Statistical Approach of Functional Profiling for a Microbial Community

Background: Metagenomics is a relatively new but fast growing field within environmental biology and medical sciences. It enables researchers to understand the diversity of microbes, their functions, cooperation, and evolution in a particular ecosystem. Traditional methods in genomics and microbiology are not efficient in capturing the structure of the microbial community in an environment. Nowadays, high-throughput next-generation sequencing technologies are powerfully driving the metagenomic studies. However, there is an urgent need to develop efficient statistical methods and computational algorithms to rapidly analyze the massive metagenomic short sequencing data and to accurately detect the features/functions present in the microbial community. Although several issues about functions of metagenomes at pathways or subsystems level have been investigated, there is a lack of studies focusing on functional analysis at a low level of a hierarchical functional tree, such as SEED subsystem tree.
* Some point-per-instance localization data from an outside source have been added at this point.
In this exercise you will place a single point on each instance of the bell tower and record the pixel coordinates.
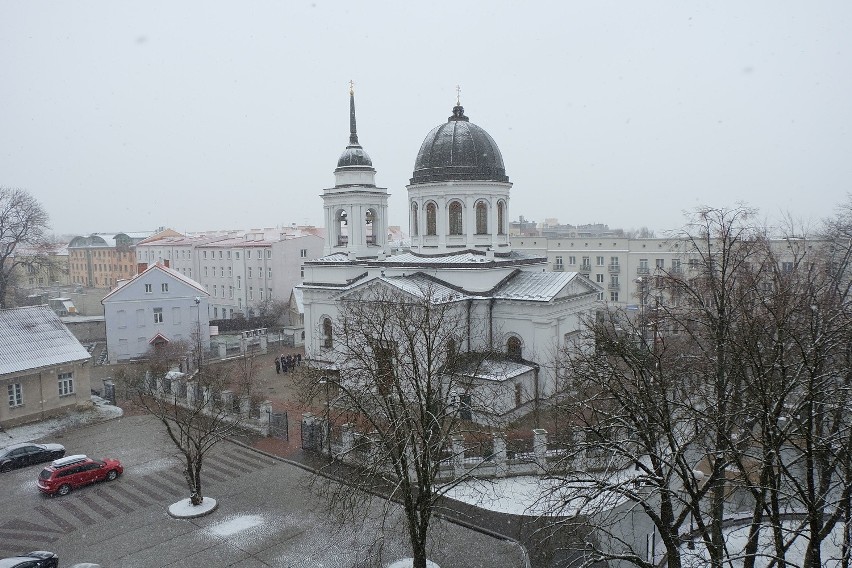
(356, 211)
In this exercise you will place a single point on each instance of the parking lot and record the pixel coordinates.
(267, 516)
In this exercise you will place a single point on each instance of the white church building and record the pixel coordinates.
(458, 204)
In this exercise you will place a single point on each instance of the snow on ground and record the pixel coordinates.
(101, 411)
(534, 496)
(735, 541)
(409, 562)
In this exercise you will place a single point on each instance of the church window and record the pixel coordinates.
(431, 219)
(513, 348)
(414, 220)
(326, 333)
(455, 218)
(481, 218)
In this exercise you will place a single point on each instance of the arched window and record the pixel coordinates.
(513, 348)
(326, 333)
(431, 219)
(455, 218)
(481, 218)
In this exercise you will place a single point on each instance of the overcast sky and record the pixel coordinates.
(202, 115)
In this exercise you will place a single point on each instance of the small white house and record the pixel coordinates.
(158, 305)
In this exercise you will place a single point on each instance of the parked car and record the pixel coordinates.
(21, 455)
(71, 472)
(35, 559)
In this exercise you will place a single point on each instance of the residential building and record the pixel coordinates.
(241, 270)
(44, 370)
(159, 305)
(100, 260)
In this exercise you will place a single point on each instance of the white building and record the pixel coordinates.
(622, 266)
(241, 270)
(458, 200)
(158, 305)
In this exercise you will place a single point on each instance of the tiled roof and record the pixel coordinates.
(534, 286)
(34, 337)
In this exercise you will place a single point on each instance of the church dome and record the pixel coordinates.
(458, 151)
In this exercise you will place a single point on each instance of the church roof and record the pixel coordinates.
(458, 150)
(535, 286)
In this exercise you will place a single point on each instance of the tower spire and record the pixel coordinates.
(353, 131)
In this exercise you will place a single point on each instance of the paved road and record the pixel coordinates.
(267, 515)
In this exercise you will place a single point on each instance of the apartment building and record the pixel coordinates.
(241, 270)
(620, 265)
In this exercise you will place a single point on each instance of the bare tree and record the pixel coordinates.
(405, 387)
(23, 225)
(197, 411)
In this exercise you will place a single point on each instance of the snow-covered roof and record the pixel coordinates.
(535, 286)
(419, 285)
(461, 259)
(498, 369)
(170, 271)
(34, 337)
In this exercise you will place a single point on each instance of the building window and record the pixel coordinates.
(513, 348)
(431, 219)
(481, 218)
(455, 212)
(16, 395)
(326, 333)
(66, 384)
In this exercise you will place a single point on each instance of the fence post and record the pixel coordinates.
(228, 401)
(458, 455)
(540, 447)
(245, 406)
(499, 448)
(190, 394)
(347, 439)
(265, 417)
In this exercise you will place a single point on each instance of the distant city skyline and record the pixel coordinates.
(203, 116)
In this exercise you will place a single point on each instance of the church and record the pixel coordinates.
(458, 206)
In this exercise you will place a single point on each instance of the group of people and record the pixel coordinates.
(286, 363)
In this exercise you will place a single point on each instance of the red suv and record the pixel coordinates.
(68, 473)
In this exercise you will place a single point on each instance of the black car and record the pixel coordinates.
(35, 559)
(21, 455)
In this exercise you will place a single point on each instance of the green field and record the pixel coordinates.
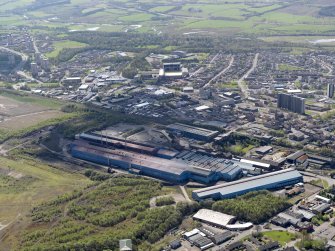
(282, 237)
(60, 45)
(272, 17)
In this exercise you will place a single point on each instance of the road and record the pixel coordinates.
(183, 190)
(240, 82)
(220, 73)
(327, 66)
(18, 69)
(329, 180)
(22, 55)
(196, 72)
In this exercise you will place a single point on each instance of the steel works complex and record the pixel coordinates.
(179, 167)
(159, 163)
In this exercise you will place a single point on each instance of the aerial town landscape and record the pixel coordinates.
(167, 125)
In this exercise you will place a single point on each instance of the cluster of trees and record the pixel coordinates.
(102, 214)
(328, 11)
(50, 211)
(164, 201)
(256, 207)
(308, 243)
(96, 176)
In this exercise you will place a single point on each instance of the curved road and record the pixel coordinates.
(240, 82)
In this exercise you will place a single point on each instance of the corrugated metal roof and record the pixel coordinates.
(248, 183)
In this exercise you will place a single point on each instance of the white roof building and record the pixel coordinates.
(214, 218)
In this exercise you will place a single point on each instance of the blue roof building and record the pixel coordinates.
(269, 181)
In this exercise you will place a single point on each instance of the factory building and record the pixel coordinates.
(274, 180)
(292, 103)
(192, 132)
(155, 162)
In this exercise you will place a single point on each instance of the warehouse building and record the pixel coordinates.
(157, 164)
(192, 132)
(274, 180)
(214, 218)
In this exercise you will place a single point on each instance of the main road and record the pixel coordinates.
(220, 73)
(240, 82)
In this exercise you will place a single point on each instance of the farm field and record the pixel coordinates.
(264, 18)
(60, 45)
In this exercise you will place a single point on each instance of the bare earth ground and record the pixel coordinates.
(26, 120)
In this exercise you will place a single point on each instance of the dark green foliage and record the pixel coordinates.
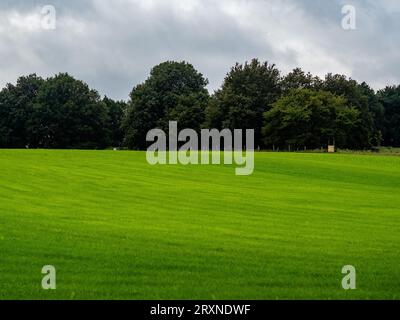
(247, 92)
(297, 110)
(390, 99)
(115, 111)
(365, 135)
(175, 91)
(306, 118)
(59, 112)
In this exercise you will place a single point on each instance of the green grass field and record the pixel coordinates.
(117, 228)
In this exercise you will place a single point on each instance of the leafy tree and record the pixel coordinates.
(115, 111)
(67, 114)
(298, 79)
(365, 135)
(247, 92)
(175, 91)
(306, 118)
(390, 99)
(16, 108)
Results: A two-step statistical procedure (metaFunction) is proposed to detect all possible functional roles at the low level from a metagenomic sample/community. In the first step a statistical mixture model is proposed at the base of gene codons to estimate the abundances for the candidate functional roles, with sequencing error being considered. As a gene could be involved in multiple biological processes the functional assignment is therefore adjusted by utilizing an error distribution in the second step. The performance of the proposed procedure is evaluated through comprehensive simulation studies. Compared with other existing methods in metagenomic functional analysis the new approach is more accurate in assigning reads to functional roles, and therefore at more general levels. The method is also employed to analyze two real data sets. Conclusions: metaFunction is a powerful tool in accurate profiling functions in a metagenomic sample.